I’ve actually gone on about this longer than
necessary. I could have just said: “The Lord was impressed by and pleased with
the faith of the Syrophenician (Mt 15:28).
Because of Ro 8:7-9 and related verses, the unsaved are incapable of He 11:6. I
rest my case; nothing more needs to be said.” And when we apply that, we
realize obedience to the Great Commission – like those two men who knocked on
my door – is a great way to reach hungry newborn angels who don’t know how to
live their new life. Therefore, the Great Commission is at least as important
from my perspective as it is from the traditional perspective. But because the
actual process by which we received our new birth is not important – since it
doesn’t affect our Christian walk – I haven’t spent much time dwelling on it
like everybody else does every sermon every week, year after year and decade
after decade. But do notice that the resurrected Christ’s Great Commission
always contains two elements: 1) teaching people the word so they
can then be… 2) doers of the word (Mt 28:19,20;
Mk 16:15-18).

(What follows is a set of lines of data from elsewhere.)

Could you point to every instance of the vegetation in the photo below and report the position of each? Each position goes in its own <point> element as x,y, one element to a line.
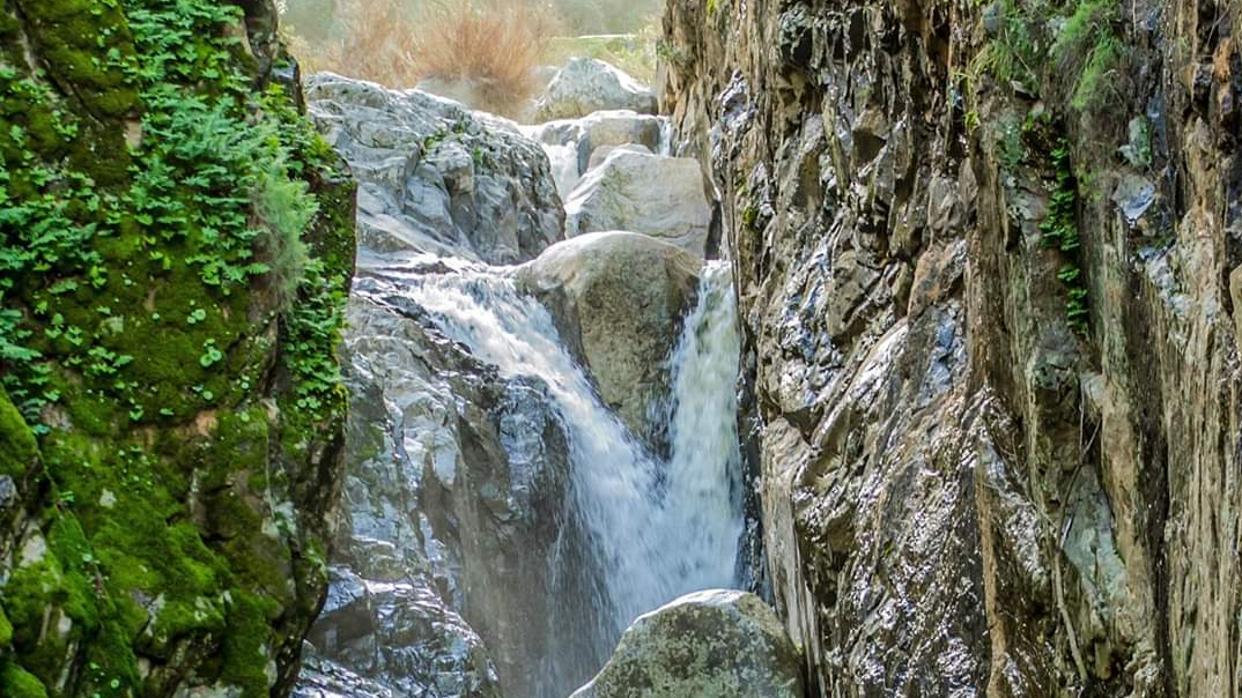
<point>1072,44</point>
<point>485,52</point>
<point>491,47</point>
<point>1060,230</point>
<point>174,256</point>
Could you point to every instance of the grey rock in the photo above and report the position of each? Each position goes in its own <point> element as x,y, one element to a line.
<point>435,176</point>
<point>716,643</point>
<point>641,193</point>
<point>619,298</point>
<point>586,85</point>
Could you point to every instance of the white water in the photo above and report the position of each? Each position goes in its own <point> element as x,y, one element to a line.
<point>661,529</point>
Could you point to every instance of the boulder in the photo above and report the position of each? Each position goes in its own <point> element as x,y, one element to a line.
<point>588,85</point>
<point>643,193</point>
<point>435,176</point>
<point>576,145</point>
<point>452,508</point>
<point>716,643</point>
<point>619,299</point>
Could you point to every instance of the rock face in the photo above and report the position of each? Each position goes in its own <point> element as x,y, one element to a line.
<point>619,299</point>
<point>451,470</point>
<point>585,86</point>
<point>574,144</point>
<point>176,247</point>
<point>643,193</point>
<point>436,178</point>
<point>991,333</point>
<point>455,548</point>
<point>714,643</point>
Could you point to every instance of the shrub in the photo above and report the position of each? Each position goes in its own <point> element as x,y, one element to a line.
<point>492,47</point>
<point>487,49</point>
<point>364,39</point>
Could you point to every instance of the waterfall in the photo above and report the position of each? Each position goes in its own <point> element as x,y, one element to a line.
<point>661,527</point>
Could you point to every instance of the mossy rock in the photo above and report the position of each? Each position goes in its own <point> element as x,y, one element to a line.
<point>175,250</point>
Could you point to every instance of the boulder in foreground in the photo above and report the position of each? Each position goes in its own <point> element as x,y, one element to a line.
<point>643,193</point>
<point>717,643</point>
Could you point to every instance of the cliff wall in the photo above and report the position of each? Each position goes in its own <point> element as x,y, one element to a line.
<point>989,262</point>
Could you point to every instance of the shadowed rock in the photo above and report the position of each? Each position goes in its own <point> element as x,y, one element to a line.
<point>717,643</point>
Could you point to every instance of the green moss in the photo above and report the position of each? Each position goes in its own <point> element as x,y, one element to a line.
<point>16,682</point>
<point>18,447</point>
<point>245,657</point>
<point>5,631</point>
<point>169,340</point>
<point>85,44</point>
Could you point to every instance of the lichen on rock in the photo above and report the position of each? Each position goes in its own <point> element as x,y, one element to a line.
<point>175,249</point>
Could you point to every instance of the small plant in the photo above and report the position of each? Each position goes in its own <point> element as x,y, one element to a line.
<point>1060,230</point>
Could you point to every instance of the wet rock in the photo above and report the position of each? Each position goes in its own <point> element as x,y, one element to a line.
<point>586,85</point>
<point>435,176</point>
<point>642,193</point>
<point>576,145</point>
<point>452,507</point>
<point>971,484</point>
<point>619,298</point>
<point>714,643</point>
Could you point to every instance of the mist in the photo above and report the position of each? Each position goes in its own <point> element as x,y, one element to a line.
<point>317,19</point>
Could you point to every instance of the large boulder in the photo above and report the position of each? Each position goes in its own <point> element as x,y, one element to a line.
<point>453,506</point>
<point>588,85</point>
<point>643,193</point>
<point>619,299</point>
<point>170,414</point>
<point>576,145</point>
<point>435,176</point>
<point>717,643</point>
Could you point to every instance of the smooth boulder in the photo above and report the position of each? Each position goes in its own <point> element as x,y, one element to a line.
<point>586,85</point>
<point>716,643</point>
<point>642,193</point>
<point>576,145</point>
<point>435,176</point>
<point>619,299</point>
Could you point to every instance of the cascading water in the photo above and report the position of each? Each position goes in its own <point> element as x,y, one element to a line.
<point>661,528</point>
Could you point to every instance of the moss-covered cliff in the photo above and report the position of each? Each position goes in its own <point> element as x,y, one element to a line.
<point>175,249</point>
<point>989,263</point>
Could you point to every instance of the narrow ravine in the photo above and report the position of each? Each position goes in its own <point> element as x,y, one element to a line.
<point>658,527</point>
<point>555,421</point>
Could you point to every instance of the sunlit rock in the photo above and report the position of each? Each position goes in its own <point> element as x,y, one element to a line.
<point>714,643</point>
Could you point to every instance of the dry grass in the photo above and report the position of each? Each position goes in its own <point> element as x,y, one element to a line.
<point>493,49</point>
<point>486,50</point>
<point>370,40</point>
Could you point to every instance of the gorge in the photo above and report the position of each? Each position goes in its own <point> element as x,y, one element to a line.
<point>879,348</point>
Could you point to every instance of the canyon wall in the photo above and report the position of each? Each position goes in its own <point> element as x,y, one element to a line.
<point>175,249</point>
<point>988,260</point>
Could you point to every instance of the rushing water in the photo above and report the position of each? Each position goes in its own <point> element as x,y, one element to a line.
<point>661,528</point>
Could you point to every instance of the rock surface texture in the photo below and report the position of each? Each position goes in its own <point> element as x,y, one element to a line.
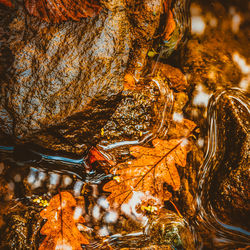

And notice that when the resurrected Christ
commissioned Peter thrice to “feed” (Jn
21:15-17), that word contains both elements of the Great Commission
– when you remember the spiritual food we eat is supposed to be put into
action (Jn 4:34). And, if Christ is giving the
Great Commission to Peter, it is interesting to note whom it is the Lord
commissioned him to feed – “my sheep”, not dogs. In other words, the Great
Commission’s “to every creature” is baiting the hook with Scripture to see
which creatures are dogs that are uninterested in the bait, and which are sheep
who hunger and thirst after righteousness. The Great Commission is trolling
among all creatures in order to draw newborn angels to the milk of the word.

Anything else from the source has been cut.